Innovation and technology: closing in on net zero goals in the UK and beyond

Dec 12, 2022 by Energy Connects

As the technology landscape evolves, the need for rapid changes to spur an upheaval of our global energy system in line with the 1.5°C target has never been more urgent

image is Net Zero

As governments and policymakers set guidelines and spark the creation of these new markets, organisations must be agile enough to adjust and transform, embracing technology and innovation and making decisions based on trusted data and analysis.

NET ZERO Luca Corradi
Author Luca Corradi Innovation Director, Net Zero Technology Centre

Anticipating the future has never been more important. This is true at all levels, planetary, country, organisational and even individual.

The technology landscape is evolving, and exciting trends are on the horizon to enable the transition to net zero. We need rapid change to spur an upheaval of our global energy system in line with the 1.5°C target.

Investment and innovation in hydrogen and Carbon Capture and Storage (CCS) technologies will be vital to decarbonise global manufacturing sectors and hard-to-abate industries, including chemicals, cement, steel and iron. Clean and renewable fuels such as hydrogen will help the transport sector transition, decarbonising aviation, with electric and hydrogen-powered aircraft used for shorter flights. Electric ferries will be utilised for shorter trips in the shipping industry, while hydrogen and ammonia are alternative options for long-haul shipping.

Our domestic heat must also transition to a combination of heat pumps and hydrogen (partially reusing the existing gas infrastructure). The transition for our homes doesn’t stop at heating. The construction industry is developing low carbon cement, while carbon-negative materials from biochar (made of 90% atmospheric carbon) may be used in construction, interiors and furniture. There are also opportunities to reuse many construction materials, including iron and steel, to reduce construction phase emissions by up to 70%.

Whilst these technologies are evolving, the pace is too slow. The International Energy Agency (IEA) states that the development of most clean energy technologies is lagging behind.

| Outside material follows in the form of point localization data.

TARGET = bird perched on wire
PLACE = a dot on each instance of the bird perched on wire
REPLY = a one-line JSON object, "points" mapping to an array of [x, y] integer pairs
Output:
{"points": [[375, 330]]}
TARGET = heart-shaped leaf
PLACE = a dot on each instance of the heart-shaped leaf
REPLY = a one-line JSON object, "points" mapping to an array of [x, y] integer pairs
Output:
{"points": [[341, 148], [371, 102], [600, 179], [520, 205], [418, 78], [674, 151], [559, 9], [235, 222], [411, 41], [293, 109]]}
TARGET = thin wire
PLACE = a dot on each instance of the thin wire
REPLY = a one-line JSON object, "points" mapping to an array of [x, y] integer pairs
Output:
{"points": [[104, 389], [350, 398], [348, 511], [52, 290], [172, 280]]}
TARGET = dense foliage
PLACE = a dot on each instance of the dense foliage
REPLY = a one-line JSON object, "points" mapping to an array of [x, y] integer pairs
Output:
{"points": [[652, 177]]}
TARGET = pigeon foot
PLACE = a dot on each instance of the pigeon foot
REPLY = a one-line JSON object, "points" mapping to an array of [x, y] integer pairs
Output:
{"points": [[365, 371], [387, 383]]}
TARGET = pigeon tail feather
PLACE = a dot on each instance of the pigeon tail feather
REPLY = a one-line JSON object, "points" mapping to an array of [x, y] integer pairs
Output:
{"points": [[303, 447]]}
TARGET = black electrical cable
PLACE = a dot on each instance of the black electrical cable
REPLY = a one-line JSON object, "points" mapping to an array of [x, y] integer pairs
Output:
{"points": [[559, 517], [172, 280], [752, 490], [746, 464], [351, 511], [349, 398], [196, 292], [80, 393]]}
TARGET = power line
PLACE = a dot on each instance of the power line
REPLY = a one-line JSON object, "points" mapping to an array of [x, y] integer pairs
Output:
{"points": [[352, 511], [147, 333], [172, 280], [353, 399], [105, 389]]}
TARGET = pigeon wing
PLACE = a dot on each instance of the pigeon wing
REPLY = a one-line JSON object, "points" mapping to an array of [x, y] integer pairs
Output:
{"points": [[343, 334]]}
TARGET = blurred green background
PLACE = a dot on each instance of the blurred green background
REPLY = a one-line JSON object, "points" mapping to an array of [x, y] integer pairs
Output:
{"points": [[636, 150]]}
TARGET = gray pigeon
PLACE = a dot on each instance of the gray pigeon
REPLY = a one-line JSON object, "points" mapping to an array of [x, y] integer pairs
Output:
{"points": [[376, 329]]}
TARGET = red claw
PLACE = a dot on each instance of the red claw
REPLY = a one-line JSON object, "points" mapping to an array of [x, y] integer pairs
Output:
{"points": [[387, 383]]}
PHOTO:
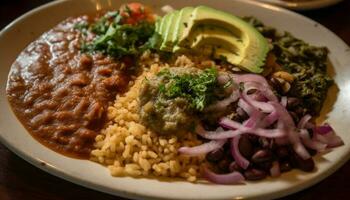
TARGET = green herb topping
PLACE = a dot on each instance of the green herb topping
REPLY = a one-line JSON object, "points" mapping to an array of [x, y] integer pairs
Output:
{"points": [[198, 89]]}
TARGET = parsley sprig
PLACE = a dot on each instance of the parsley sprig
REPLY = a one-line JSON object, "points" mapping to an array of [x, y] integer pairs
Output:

However, recommendations and roadmaps clearly illustrate what needs to be done and how.

Our latest ‘Technology Driving Green Energy Growth’ report, published in collaboration with the Technology Leadership Board and Accenture, highlights three key recommendations to support rapid, early industrial deployment of emerging net-zero technologies in the UK that can be applied globally:

  1. Industry should be supported and incentivised toward rapid test and deployment of technologies to drive improvements in efficiency, modularity and scalability that will reduce levelised costs across offshore wind solutions, electrolysers, carbon capture technology and innovative materials
  2. Government sponsorship and championing of the delivery of test and demonstration centres would de-risk, standardise and scale promising technologies
  3. An infrastructure plan should be constructed to transport, transmit, store, and manage new energy commodities such as hydrogen, ammonia, renewable electricity and CO2

The report anticipates that, if the opportunities identified are realised, in the UK it would reduce the cost of green hydrogen by up to 60%; reduce the cost of floating wind by up to 40% through optimised integration; and de-risk blue hydrogen, lowering the cost of delivery and enabling a future import market for CO2

A data-fuelled future

Data will be a key enabler to achieve net zero. The development of digitally enabled smart cities around the world has demonstrated the value of integrating, visualising, and analysing data from multi-sectoral monitoring devices to optimise the efficiency of city operations and services, minimise environmental impact, and connect to citizens.

While digital technology has come a long way, the best is yet to come. The development of Facebook’s Metaverse may become the next major workplace shift and virtual ‘offices’ could lead to greater collaboration around the world. Many companies are investing in digital technologies, increasing their use of artificial intelligence, machine learning and robotics. Distributed ledger/ blockchain technologies are expanding beyond Bitcoin, and quantum computing is making early but significant progress.

The new paradigm

The Energy Trilemma (Security, Affordability, Sustainability) in 2021 saw sustainability as the most critical priority, but the events of 2022 brought security and affordability back into the spotlight.

In the short-term, enabling secure and affordable energy supply is the key priority, but the push for net-zero energy remains strong: almost all EU countries have raised their clean electricity targets since the Ukraine conflict indicating that sustainability is not being pushed down the road as tomorrow’s problem.

The foundations forces leading to net zero are possibly less visible in the media, but customers are still demanding affordable and sustainable products, employees still want to work for companies that are socially and environmentally responsible, and investors are placing sustainability and transition plans as essential criterion to invest.

Agile mindset is key

The speed of the transition is driven by consumer pull, supplier push, and government action, while global events will keep adding unexpected twists. As governments and policymakers set guidelines and spark the creation of these new markets, organisations must be agile enough to adjust and transform, embracing technology and innovation and making decisions based on trusted data and analysis.

During these times of change, risk and opportunity, agile must become a mindset. Companies that can embrace change, and adjust accordingly, will thrive.